I had my doctor’s check-up this week in fact, I just got home.
If you’re a regular blog reader you know I was diagnosed with thyroid cancer back in December of 2015. I had surgery to remove my thyroid in 2016 and was treated with Radioactive Iodine.
Long story short, the treatment didn’t work. Over the last few years, the cancer has been gradually growing but we didn’t know where it was. Test after test, scan after scan, the cancer grew but we didn’t know for sure where it was so we couldn’t try treating it again. Finally, in the fall of 2021, they figured out that the cancer had moved to my lungs.
The only problem was that my body doesn’t accept the treatment. So I went through a new procedure to redifferentiate the cancer cells in hopes that they would destabilize enough to accept radioactive iodine as that is the only way to treat thyroid cancer…even thyroid cancer that has moved to the lungs.
It’s a year later and now it’s time for the big test to see if worked.
I was supposed to go for the tests on Thursday and see the doctor on Friday. The weather threw a wrench into that. I ended up changing my appointments. I had the tests on Wednesday instead.
Parking was not the best at all. I hoped 7 was a lucky number.
I had a blood draw and then it was off to get a CT scan. Typically I’ve had them without contrast but this time it was with contrast so it took a little bit longer.
Even with the IV in, I was able to cross-stitch. I didn’t get a lot done but enough to mark the occasion and give this project a start. See??
This is the project, I picked so I would have something to do fill-in work on as I waited at appointments. Yep, that house and the bottom border are going to be great for simple waiting room stitching.
It’s a good thing I canceled the Thursday tests and moved them to Wednesday as this is what I woke to Thursday morning. Previously we had grass showing and everywhere the snow had melted except for on the north side of the house.
Here is Izzy the snow dog.
Wednesday the results of my tests started coming in. The CT scan showed marked improvements. It was enough that I was pretty happy about it. Kalissa was ecstatic. I don’t was a little less ready to completely hop on the bandwagon. I loved what showed in the scans but my bloodwork wasn’t in and that is always a crap shoot.

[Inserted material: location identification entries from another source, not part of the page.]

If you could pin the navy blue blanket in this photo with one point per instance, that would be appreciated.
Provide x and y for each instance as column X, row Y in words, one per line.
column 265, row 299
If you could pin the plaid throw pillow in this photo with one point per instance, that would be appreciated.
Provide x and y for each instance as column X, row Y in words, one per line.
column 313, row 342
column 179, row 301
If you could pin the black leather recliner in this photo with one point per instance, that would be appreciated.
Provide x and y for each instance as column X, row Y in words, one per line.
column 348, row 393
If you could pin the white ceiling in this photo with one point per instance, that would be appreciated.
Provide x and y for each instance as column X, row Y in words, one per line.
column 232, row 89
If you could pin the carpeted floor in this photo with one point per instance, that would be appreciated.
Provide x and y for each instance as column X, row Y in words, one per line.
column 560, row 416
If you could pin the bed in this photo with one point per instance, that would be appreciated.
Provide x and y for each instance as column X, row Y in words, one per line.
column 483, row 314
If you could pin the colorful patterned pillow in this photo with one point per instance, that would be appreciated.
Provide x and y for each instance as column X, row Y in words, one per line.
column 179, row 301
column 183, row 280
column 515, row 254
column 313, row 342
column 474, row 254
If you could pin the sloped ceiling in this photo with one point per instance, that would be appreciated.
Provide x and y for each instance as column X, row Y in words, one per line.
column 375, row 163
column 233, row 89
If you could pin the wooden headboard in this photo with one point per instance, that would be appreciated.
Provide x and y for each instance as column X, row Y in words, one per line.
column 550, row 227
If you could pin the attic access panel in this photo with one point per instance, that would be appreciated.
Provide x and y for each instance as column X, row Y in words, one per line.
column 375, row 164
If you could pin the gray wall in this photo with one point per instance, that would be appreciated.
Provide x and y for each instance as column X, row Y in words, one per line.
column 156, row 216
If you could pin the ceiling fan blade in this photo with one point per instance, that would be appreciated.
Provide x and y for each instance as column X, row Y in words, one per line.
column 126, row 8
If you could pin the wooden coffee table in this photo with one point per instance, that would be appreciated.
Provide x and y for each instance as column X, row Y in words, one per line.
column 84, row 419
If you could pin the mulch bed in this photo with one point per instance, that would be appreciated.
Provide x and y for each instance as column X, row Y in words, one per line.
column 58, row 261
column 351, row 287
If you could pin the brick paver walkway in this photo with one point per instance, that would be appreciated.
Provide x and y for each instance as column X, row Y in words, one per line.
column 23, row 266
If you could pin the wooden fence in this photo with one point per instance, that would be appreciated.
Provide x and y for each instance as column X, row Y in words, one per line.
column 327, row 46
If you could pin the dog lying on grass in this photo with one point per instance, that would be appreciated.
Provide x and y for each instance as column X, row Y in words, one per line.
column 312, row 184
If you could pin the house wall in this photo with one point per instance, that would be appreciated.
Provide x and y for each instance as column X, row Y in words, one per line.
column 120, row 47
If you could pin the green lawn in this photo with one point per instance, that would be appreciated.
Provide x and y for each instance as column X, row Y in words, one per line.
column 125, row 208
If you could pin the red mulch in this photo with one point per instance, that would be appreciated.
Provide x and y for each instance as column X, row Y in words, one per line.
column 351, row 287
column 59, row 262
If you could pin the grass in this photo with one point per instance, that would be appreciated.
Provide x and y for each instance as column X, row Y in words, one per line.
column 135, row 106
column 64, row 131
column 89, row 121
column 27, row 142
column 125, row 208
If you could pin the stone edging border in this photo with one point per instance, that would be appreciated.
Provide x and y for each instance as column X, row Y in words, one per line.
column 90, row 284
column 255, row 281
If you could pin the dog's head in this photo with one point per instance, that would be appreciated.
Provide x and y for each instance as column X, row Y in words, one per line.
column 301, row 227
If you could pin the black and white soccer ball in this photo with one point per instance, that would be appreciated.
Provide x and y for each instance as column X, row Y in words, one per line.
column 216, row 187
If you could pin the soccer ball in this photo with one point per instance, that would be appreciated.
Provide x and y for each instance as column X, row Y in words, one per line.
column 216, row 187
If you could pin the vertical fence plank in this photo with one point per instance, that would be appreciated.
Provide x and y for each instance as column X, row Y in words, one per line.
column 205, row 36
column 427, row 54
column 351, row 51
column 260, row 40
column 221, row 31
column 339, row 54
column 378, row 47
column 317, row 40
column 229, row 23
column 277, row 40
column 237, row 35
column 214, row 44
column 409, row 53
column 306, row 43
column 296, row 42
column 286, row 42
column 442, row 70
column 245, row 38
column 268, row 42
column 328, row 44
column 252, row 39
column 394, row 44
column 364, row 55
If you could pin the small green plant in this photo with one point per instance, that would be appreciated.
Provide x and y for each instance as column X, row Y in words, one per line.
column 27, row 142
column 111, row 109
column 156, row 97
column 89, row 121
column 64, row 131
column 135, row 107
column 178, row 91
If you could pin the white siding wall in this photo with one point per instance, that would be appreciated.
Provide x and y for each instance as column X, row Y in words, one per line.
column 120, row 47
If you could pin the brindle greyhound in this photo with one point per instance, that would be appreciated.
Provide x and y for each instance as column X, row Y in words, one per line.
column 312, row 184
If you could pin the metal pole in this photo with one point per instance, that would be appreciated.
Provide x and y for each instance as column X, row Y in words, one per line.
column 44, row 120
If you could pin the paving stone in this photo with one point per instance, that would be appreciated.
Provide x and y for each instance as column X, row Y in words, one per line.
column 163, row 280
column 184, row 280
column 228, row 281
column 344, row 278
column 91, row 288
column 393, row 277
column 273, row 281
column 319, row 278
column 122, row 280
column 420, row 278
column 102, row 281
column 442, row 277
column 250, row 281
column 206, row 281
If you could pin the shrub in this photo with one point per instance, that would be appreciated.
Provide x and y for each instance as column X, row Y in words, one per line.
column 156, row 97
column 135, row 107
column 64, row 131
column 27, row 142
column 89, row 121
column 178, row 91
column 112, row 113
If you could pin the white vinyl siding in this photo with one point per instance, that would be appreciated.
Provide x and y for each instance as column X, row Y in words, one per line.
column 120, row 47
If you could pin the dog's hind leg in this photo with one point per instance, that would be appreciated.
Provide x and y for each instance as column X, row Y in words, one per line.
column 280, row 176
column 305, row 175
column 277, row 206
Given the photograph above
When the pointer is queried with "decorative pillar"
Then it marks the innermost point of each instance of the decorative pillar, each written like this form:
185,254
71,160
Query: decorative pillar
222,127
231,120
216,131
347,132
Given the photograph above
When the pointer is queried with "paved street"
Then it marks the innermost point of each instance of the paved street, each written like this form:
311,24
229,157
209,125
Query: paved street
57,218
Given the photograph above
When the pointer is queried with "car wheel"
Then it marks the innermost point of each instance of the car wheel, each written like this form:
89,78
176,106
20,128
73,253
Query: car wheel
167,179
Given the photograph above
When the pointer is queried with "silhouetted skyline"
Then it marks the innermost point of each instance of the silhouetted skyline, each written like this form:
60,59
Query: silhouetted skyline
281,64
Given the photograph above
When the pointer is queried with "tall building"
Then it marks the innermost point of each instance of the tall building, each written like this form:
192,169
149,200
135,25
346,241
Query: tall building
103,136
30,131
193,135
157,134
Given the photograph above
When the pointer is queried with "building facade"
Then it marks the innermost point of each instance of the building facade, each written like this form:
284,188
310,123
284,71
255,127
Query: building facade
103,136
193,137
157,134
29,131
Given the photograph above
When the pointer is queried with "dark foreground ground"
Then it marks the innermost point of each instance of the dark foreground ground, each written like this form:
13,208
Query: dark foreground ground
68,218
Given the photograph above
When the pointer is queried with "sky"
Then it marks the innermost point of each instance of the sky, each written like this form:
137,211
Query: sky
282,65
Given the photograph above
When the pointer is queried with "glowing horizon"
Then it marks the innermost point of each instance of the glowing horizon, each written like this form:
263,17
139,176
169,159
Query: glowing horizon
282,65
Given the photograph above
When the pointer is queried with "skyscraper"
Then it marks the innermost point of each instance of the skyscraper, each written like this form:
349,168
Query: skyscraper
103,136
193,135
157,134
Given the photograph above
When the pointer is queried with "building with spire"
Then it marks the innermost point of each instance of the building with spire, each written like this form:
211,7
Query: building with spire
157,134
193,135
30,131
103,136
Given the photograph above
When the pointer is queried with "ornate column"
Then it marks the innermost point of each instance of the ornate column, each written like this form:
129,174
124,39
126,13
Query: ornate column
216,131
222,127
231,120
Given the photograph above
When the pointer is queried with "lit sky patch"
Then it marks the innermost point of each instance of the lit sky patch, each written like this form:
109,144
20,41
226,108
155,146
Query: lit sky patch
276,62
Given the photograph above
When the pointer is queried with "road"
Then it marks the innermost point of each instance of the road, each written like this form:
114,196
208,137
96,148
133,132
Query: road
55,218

A few hours later that came in and I was right to be a little apprehensive. That number grew. I was supposed to get smaller than the 11 it was six months ago…instead, it jumped to 19. UGH. This number is the thyroglobulin tumor marker. If it’s under two, they consider that undetectable and stable. With mine being 19, it means that I still have cancer and will still be dealing with it.
What that meant together as a prognosis, we didn’t know…and being the tests got moved because of the snow, I had to wait from Wednesday night to Friday morning to see the doctor and hear her opinion.
Kalissa and Anders went with me as my doctor is always a little hard to read and what she tells me is often over my head…So Kalissa asks the questions I don’t know to ask or know how to ask.
Here’s what we found out…
The scans were good and very encouraging. The tumor marker was okay and something we will need to watch.
The treatment I did is new enough that they don’t know how patients react a few years out. That means there is no way to predict what happens from here. Another thing that is confusing is that there are 4+ different types of thyroid cancer with many different mutations. Mine is follicular with a RAS mutation. Some of the people who were treated before me don’t have the same kind of cancer so that makes predicting even harder.
Bottom line, I’m not in the clear. The treatment hit it down but it is likely slowly coming back. I’m so thankful I got the chance to try the treatment and who knows, maybe we can try it again or maybe they will come up with a new treatment. It’s very possible.
At this point, my cancer is treatable. It will not be cured. I still have active cancer growing in me.
I am scheduled to come back for scans and bloodwork in July. Maybe we’ll know a little more then? Who knows. I’ve been living life like this since 2015 when I was diagnosed and I’m getting somewhat used to the rollercoaster ride this has been.
I’m hoping the treatment bought a little time for me. At this point, we really don’t know. My cancer is checked every six months or so. In between, I’m living life and not worrying about cancer. Who knows. I might die in a car crash before cancer takes me away. There is no point in worrying about it. Every day I get is precious. Every day is one more day that I get to try to make a difference. I’m gonna be busy doing my thing and not worrying about it. I think that’s the best thing I can do.
I will be hosting an auction starting tomorrow on the blog. I have to do some behind-the-scenes stuff to get it to load and work right. That means the post will go live later than my normal blog posts do.